MPHarryZhang commented 1 year ago

Thank you very much for your email response! However, I haven't checked github for a long time, and only saw your reply today. Sorry about that haha. Regarding the assumption of independent conditions in NAT, which you mentioned may affect the advantageous decomposition theorem, some articles have indeed alleviated this contradiction.

I highly recommend [1], which provides a concise but elegant theoretical analysis of all NAT methods, allowing readers to have a unified and in-depth understanding of various NAT methods. Additionally, I also recommend [2] and [3], especially [2], which mentions that when the sentence length is less than 20 tokens, NAT's performance even surpasses AT, because it can simultaneously consider previous and latter contextual information during decoding, rather than only considering the previous context information during the decoding process like AT does. Perhaps, this is an interesting exploration direction for MAT as well. If you have interest or you could have, you could try this.
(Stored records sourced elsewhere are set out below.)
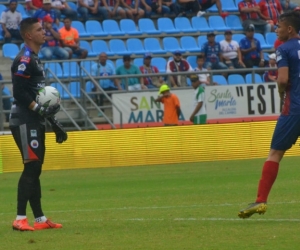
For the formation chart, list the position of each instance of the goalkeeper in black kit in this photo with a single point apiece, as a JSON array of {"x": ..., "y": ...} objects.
[{"x": 27, "y": 124}]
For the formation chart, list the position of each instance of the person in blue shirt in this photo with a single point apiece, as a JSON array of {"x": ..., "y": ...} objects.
[
  {"x": 251, "y": 49},
  {"x": 213, "y": 53},
  {"x": 287, "y": 129}
]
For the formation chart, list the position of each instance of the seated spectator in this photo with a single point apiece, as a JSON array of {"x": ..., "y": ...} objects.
[
  {"x": 51, "y": 46},
  {"x": 212, "y": 52},
  {"x": 206, "y": 4},
  {"x": 114, "y": 9},
  {"x": 10, "y": 21},
  {"x": 132, "y": 9},
  {"x": 150, "y": 81},
  {"x": 251, "y": 49},
  {"x": 271, "y": 75},
  {"x": 62, "y": 7},
  {"x": 70, "y": 40},
  {"x": 177, "y": 64},
  {"x": 251, "y": 14},
  {"x": 93, "y": 7},
  {"x": 133, "y": 83},
  {"x": 32, "y": 6},
  {"x": 231, "y": 52},
  {"x": 47, "y": 10}
]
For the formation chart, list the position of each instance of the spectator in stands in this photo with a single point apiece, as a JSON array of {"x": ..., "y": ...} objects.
[
  {"x": 93, "y": 7},
  {"x": 51, "y": 46},
  {"x": 251, "y": 49},
  {"x": 32, "y": 6},
  {"x": 10, "y": 21},
  {"x": 271, "y": 75},
  {"x": 150, "y": 81},
  {"x": 70, "y": 40},
  {"x": 62, "y": 7},
  {"x": 231, "y": 52},
  {"x": 132, "y": 9},
  {"x": 114, "y": 9},
  {"x": 213, "y": 54},
  {"x": 206, "y": 4},
  {"x": 251, "y": 14},
  {"x": 133, "y": 83},
  {"x": 177, "y": 64},
  {"x": 47, "y": 10}
]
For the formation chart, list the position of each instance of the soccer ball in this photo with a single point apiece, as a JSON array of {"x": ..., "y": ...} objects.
[{"x": 48, "y": 96}]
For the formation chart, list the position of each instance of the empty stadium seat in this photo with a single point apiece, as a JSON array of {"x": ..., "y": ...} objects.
[
  {"x": 189, "y": 44},
  {"x": 271, "y": 38},
  {"x": 165, "y": 25},
  {"x": 146, "y": 25},
  {"x": 257, "y": 78},
  {"x": 118, "y": 47},
  {"x": 111, "y": 27},
  {"x": 80, "y": 28},
  {"x": 94, "y": 27},
  {"x": 236, "y": 79},
  {"x": 87, "y": 46},
  {"x": 152, "y": 45},
  {"x": 135, "y": 46},
  {"x": 99, "y": 46},
  {"x": 128, "y": 27},
  {"x": 183, "y": 24},
  {"x": 10, "y": 50},
  {"x": 217, "y": 23},
  {"x": 160, "y": 63},
  {"x": 233, "y": 22},
  {"x": 171, "y": 44},
  {"x": 219, "y": 79},
  {"x": 200, "y": 24},
  {"x": 262, "y": 41}
]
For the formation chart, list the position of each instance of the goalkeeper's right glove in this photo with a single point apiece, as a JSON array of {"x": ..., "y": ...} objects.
[{"x": 46, "y": 111}]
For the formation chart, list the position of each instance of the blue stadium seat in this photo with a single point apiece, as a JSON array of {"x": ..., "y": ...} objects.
[
  {"x": 99, "y": 46},
  {"x": 81, "y": 29},
  {"x": 55, "y": 68},
  {"x": 10, "y": 50},
  {"x": 236, "y": 79},
  {"x": 200, "y": 24},
  {"x": 262, "y": 41},
  {"x": 71, "y": 69},
  {"x": 160, "y": 63},
  {"x": 128, "y": 27},
  {"x": 183, "y": 24},
  {"x": 165, "y": 25},
  {"x": 219, "y": 79},
  {"x": 189, "y": 44},
  {"x": 146, "y": 25},
  {"x": 135, "y": 46},
  {"x": 118, "y": 47},
  {"x": 94, "y": 27},
  {"x": 192, "y": 60},
  {"x": 152, "y": 45},
  {"x": 171, "y": 44},
  {"x": 87, "y": 46},
  {"x": 271, "y": 38},
  {"x": 111, "y": 27},
  {"x": 257, "y": 78},
  {"x": 217, "y": 23},
  {"x": 233, "y": 22},
  {"x": 138, "y": 62}
]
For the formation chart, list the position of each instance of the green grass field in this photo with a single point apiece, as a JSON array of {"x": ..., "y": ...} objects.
[{"x": 181, "y": 206}]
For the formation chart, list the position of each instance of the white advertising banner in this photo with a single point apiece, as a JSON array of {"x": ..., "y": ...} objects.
[{"x": 222, "y": 102}]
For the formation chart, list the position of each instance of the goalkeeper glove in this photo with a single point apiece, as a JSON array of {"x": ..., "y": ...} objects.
[{"x": 58, "y": 129}]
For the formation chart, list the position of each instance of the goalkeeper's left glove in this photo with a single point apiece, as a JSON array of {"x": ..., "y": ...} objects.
[{"x": 61, "y": 134}]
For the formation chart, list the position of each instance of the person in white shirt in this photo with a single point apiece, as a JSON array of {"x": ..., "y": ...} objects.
[
  {"x": 10, "y": 21},
  {"x": 231, "y": 52}
]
[1]Huang, Fei, et al. "On the learning of non-autoregressive transformers." International Conference on Machine Learning. PMLR, 2022. [2]Qian, Lihua, et al. "Glancing transformer for non-autoregressive neural machine translation." arXiv preprint arXiv:2008.07905 (2020). [3]Huang, Chenyang, et al. "Non-autoregressive translation with layer-wise prediction and deep supervision." Proceedings of the AAAI Conference on Artificial Intelligence. Vol. 36. No. 10. 2022.

Thank you very much for your message. We are doing similar research work for MAT‘s quick response. Is it possible to discuss further with you?